The thing I thought about was this concept. Lets' say you did a 40 minute interview onthe P2 cards. You actually have to erase the front half of your interview from the P2 card to make media avaiable for the rest of the interview.
I am not trying to be a fatalist but, you know, what if you finish the interview and realize that the begining didn't trnasfer properly or something. OK. so you could do the interviews in on the DV tape and upconvert those parts of the show.
I have mentioned this before, but I it would a good idea for Panasonic to "dump" this stuff on the market and make it cheap and avaiable. I know that there is a ton of R&D dollars into this technology, but to make it fly I think a pricing scheme like this would make the format irresistable.
2 gig 100.00
4 gig 200.00
8 gig 400.00
The only way to make P2 make sense is volume. Once the market is secure and people appreciate and trust the technology they will become loyal. At prices like this you would sell for times more cards and. more importantly build a bigger Panasonic customer base.

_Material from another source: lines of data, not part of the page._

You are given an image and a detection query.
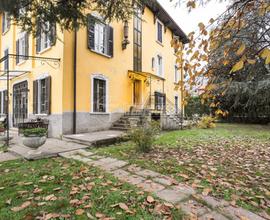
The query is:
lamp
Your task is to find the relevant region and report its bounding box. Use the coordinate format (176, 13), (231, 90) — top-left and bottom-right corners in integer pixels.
(122, 20), (130, 49)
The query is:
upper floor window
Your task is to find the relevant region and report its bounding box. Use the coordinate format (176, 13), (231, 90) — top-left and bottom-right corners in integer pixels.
(2, 12), (10, 34)
(87, 14), (114, 57)
(174, 65), (179, 83)
(16, 32), (29, 64)
(36, 21), (56, 53)
(33, 76), (51, 115)
(157, 20), (163, 44)
(4, 48), (9, 70)
(156, 55), (163, 76)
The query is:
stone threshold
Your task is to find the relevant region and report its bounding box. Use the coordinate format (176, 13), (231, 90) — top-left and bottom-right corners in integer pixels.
(59, 149), (269, 220)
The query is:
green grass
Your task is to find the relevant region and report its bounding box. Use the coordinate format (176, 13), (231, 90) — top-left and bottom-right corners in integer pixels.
(95, 123), (270, 215)
(0, 158), (184, 220)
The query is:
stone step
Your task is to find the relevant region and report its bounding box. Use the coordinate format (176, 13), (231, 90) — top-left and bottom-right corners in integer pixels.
(110, 126), (129, 131)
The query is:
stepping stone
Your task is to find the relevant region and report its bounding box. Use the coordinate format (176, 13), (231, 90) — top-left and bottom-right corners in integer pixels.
(59, 150), (79, 158)
(179, 200), (210, 217)
(135, 169), (161, 178)
(101, 160), (128, 171)
(153, 175), (177, 186)
(199, 211), (229, 220)
(126, 175), (146, 185)
(172, 184), (196, 195)
(138, 180), (165, 193)
(221, 206), (266, 220)
(98, 157), (119, 164)
(199, 195), (229, 209)
(75, 150), (95, 157)
(126, 165), (142, 173)
(155, 189), (189, 204)
(110, 169), (130, 181)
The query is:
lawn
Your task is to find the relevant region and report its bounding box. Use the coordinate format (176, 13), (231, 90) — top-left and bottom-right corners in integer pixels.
(95, 123), (270, 215)
(0, 158), (184, 220)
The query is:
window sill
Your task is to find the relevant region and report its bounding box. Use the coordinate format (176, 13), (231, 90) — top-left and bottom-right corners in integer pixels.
(17, 60), (26, 66)
(37, 46), (52, 55)
(156, 40), (164, 47)
(90, 49), (112, 58)
(90, 112), (110, 115)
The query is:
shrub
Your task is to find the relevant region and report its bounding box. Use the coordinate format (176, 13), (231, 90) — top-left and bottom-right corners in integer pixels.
(197, 115), (216, 129)
(128, 121), (160, 153)
(23, 128), (47, 137)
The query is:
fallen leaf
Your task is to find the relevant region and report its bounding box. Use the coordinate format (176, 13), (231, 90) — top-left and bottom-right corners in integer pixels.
(202, 188), (212, 196)
(11, 201), (31, 212)
(75, 209), (85, 215)
(147, 196), (155, 203)
(119, 203), (129, 211)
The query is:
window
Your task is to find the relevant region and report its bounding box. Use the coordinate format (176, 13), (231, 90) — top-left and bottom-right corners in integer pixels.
(156, 55), (163, 76)
(174, 65), (179, 83)
(16, 32), (29, 64)
(175, 96), (179, 114)
(155, 92), (166, 111)
(93, 78), (107, 113)
(88, 15), (114, 57)
(133, 7), (142, 71)
(4, 48), (8, 70)
(2, 12), (10, 34)
(0, 90), (8, 116)
(33, 77), (51, 115)
(36, 22), (56, 53)
(157, 20), (163, 43)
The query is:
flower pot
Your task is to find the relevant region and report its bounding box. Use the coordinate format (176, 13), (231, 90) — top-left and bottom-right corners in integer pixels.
(22, 136), (47, 149)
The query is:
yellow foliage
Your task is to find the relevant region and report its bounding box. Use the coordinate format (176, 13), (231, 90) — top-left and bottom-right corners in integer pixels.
(198, 116), (216, 129)
(236, 44), (246, 56)
(247, 59), (256, 65)
(187, 0), (196, 9)
(198, 22), (205, 31)
(260, 48), (270, 65)
(230, 60), (244, 73)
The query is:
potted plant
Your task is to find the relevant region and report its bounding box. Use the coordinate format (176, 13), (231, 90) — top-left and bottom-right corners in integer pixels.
(22, 128), (47, 149)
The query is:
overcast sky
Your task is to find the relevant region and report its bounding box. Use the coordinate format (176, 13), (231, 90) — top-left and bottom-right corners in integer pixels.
(158, 0), (228, 34)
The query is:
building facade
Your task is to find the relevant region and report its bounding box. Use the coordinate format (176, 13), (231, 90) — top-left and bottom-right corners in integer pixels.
(0, 1), (188, 138)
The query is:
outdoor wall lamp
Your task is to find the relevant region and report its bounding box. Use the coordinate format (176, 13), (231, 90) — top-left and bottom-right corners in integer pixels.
(122, 20), (130, 50)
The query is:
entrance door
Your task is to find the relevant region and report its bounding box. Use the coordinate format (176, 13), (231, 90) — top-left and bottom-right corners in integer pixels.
(13, 81), (28, 127)
(133, 80), (142, 108)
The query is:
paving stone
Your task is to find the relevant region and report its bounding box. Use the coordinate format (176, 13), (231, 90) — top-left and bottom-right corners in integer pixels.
(76, 157), (93, 163)
(155, 189), (189, 204)
(173, 184), (196, 195)
(90, 155), (104, 160)
(0, 152), (20, 162)
(59, 150), (79, 158)
(153, 175), (177, 186)
(98, 157), (119, 164)
(75, 149), (95, 157)
(221, 206), (266, 220)
(199, 211), (229, 220)
(200, 196), (229, 209)
(126, 164), (142, 173)
(101, 160), (128, 171)
(179, 200), (210, 217)
(135, 169), (161, 178)
(137, 180), (165, 193)
(110, 169), (131, 181)
(126, 175), (145, 185)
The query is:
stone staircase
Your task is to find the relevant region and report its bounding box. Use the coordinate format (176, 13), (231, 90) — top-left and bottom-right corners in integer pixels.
(111, 111), (146, 131)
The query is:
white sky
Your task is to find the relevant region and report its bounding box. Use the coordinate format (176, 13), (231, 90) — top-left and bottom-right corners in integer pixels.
(158, 0), (228, 35)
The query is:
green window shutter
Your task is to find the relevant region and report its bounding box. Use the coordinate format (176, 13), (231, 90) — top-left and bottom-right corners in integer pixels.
(36, 22), (41, 53)
(50, 23), (57, 46)
(16, 40), (20, 64)
(87, 14), (95, 50)
(108, 25), (114, 57)
(25, 33), (29, 60)
(45, 76), (51, 115)
(33, 80), (38, 114)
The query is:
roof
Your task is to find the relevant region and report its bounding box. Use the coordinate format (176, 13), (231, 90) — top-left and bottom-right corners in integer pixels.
(145, 0), (189, 44)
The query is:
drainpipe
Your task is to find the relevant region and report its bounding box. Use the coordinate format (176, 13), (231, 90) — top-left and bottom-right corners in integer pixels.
(73, 29), (77, 134)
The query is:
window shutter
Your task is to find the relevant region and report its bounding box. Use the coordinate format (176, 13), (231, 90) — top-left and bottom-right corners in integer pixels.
(3, 90), (8, 114)
(45, 76), (51, 115)
(154, 92), (158, 110)
(25, 33), (29, 60)
(108, 25), (114, 57)
(50, 23), (57, 46)
(16, 40), (20, 64)
(33, 80), (38, 114)
(87, 14), (95, 50)
(2, 13), (5, 34)
(36, 22), (41, 53)
(7, 13), (10, 29)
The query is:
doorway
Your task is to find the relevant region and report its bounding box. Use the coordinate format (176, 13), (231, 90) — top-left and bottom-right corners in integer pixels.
(133, 80), (142, 109)
(13, 81), (28, 127)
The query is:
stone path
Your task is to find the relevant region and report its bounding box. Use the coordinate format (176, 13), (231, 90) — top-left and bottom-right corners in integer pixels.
(59, 149), (269, 220)
(0, 152), (20, 162)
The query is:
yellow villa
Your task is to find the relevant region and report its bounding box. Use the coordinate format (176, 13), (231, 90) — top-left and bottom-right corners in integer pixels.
(0, 1), (189, 137)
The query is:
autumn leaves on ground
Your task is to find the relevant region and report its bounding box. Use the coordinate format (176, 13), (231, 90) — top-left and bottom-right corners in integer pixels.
(0, 158), (183, 220)
(96, 124), (270, 215)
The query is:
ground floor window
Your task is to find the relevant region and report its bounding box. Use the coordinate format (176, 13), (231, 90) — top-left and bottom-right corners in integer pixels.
(175, 96), (179, 113)
(93, 78), (107, 113)
(33, 76), (51, 115)
(155, 92), (166, 111)
(0, 90), (8, 116)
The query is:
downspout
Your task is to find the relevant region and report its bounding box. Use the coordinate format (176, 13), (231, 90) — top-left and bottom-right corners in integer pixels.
(73, 29), (77, 134)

I love the flat screen computer example. The technolgy was invented by Zenith but the Japanese manufacturers made and sold them at huge losses to corner the market. Zenith decided to keep the price high and were slaughtered. When was the last time you thought of buying a Zenith Flat Panel. Over the long haul the manufacturers made money.

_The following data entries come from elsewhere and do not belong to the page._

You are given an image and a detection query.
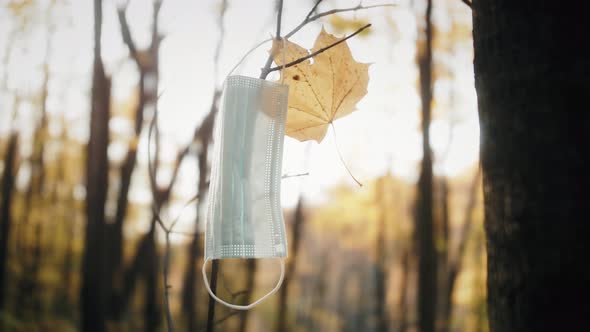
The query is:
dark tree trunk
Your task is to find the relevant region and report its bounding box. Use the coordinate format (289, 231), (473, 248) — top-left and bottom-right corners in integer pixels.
(182, 92), (218, 332)
(204, 259), (219, 332)
(275, 196), (305, 332)
(106, 72), (144, 319)
(473, 1), (590, 331)
(438, 177), (450, 332)
(238, 259), (257, 332)
(80, 0), (110, 330)
(0, 133), (18, 312)
(375, 178), (388, 332)
(416, 0), (437, 331)
(144, 228), (160, 332)
(396, 250), (410, 332)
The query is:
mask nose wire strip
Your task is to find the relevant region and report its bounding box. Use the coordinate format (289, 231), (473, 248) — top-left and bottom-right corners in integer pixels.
(202, 257), (285, 310)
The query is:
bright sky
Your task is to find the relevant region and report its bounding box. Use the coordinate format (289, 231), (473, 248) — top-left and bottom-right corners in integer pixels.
(0, 0), (478, 236)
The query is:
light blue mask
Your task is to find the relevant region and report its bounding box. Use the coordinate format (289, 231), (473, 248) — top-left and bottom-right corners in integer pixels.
(202, 75), (289, 310)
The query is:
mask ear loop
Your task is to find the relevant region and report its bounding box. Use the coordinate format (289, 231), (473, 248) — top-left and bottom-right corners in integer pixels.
(202, 257), (285, 310)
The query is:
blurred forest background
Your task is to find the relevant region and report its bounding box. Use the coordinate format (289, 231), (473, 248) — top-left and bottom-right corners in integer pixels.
(0, 0), (484, 331)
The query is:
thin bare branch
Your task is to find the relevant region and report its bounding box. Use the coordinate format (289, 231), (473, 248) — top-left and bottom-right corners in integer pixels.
(213, 0), (228, 82)
(116, 6), (140, 66)
(305, 0), (323, 21)
(200, 311), (242, 332)
(168, 193), (199, 231)
(147, 110), (159, 195)
(163, 232), (174, 332)
(276, 0), (284, 39)
(308, 3), (396, 22)
(282, 172), (310, 179)
(268, 23), (372, 73)
(259, 2), (393, 78)
(460, 0), (472, 9)
(284, 2), (395, 38)
(259, 0), (286, 79)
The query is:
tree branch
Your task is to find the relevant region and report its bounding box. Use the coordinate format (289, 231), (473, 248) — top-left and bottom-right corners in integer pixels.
(284, 2), (395, 38)
(460, 0), (472, 9)
(116, 6), (140, 66)
(268, 23), (371, 73)
(259, 1), (393, 78)
(305, 0), (323, 21)
(259, 0), (285, 79)
(162, 231), (174, 332)
(276, 0), (284, 39)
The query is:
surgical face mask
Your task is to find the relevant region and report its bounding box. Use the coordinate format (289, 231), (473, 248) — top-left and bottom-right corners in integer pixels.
(202, 75), (289, 310)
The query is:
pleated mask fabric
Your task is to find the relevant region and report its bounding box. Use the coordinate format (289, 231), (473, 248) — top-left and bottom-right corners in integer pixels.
(202, 75), (289, 310)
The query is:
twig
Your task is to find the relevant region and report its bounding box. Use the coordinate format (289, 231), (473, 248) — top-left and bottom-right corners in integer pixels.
(259, 1), (394, 78)
(282, 172), (310, 179)
(259, 0), (285, 79)
(163, 231), (174, 332)
(284, 2), (395, 38)
(276, 0), (284, 38)
(215, 311), (241, 325)
(205, 259), (219, 332)
(200, 310), (242, 332)
(148, 108), (203, 332)
(267, 23), (372, 73)
(305, 0), (323, 21)
(460, 0), (472, 9)
(116, 4), (140, 66)
(147, 112), (175, 332)
(213, 0), (228, 83)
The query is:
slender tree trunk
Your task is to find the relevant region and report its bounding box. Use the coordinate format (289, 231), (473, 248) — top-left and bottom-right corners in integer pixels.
(416, 0), (437, 331)
(238, 260), (257, 332)
(182, 93), (218, 332)
(80, 0), (110, 330)
(0, 133), (18, 312)
(375, 178), (388, 332)
(106, 72), (144, 319)
(144, 227), (160, 332)
(472, 1), (590, 331)
(204, 260), (219, 332)
(275, 196), (305, 332)
(438, 177), (450, 332)
(397, 250), (410, 332)
(440, 169), (481, 332)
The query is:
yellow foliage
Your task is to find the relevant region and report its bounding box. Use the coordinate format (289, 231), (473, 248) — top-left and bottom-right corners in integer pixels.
(7, 0), (33, 16)
(329, 15), (371, 37)
(271, 28), (369, 142)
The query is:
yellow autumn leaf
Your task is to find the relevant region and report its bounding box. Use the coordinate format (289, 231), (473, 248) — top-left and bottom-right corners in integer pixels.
(271, 27), (370, 142)
(329, 15), (371, 37)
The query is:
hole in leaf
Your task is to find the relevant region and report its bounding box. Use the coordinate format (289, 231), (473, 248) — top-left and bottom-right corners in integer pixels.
(293, 75), (300, 81)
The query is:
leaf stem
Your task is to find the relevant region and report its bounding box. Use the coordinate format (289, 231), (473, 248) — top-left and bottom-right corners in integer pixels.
(330, 123), (362, 187)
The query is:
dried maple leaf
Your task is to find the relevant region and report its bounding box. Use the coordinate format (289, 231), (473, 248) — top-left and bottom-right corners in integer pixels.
(271, 27), (370, 142)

This is an industry that adopts formats and sticks (film, betacam, D-beta have all been around for a quarter century or more and Sony has made a lot of that money). There is something to be learned in all of this.
Put P2 in everybody's hands at a very reasonable price and people will take it over HDV and disk based stuff for sure. Panasonic wants to recoup in very short order and that is a bad move because people will buy the HVX because it is "what they know".
The new year is over
small correction to the last line
people will buy the HDV or XDCAM because it is "what they know".
The new year is over
I totally agree with you David. Panasonic should look at the P2 cards as a replacement for tapes, not a new media transport technology. I think David's suggested price list would be a realistic one. The P2 cards definitly has the potential of killing the HDV format, but not at those prices.
I think one of the big selling points is not have to spend money on the $30,000 Deck for small production companies. Also there will be no TC breaks!!!! (apparently) Tape is nice however but I guess DVDs could work as well. Maybe this will bring back assistant editors for video production!!!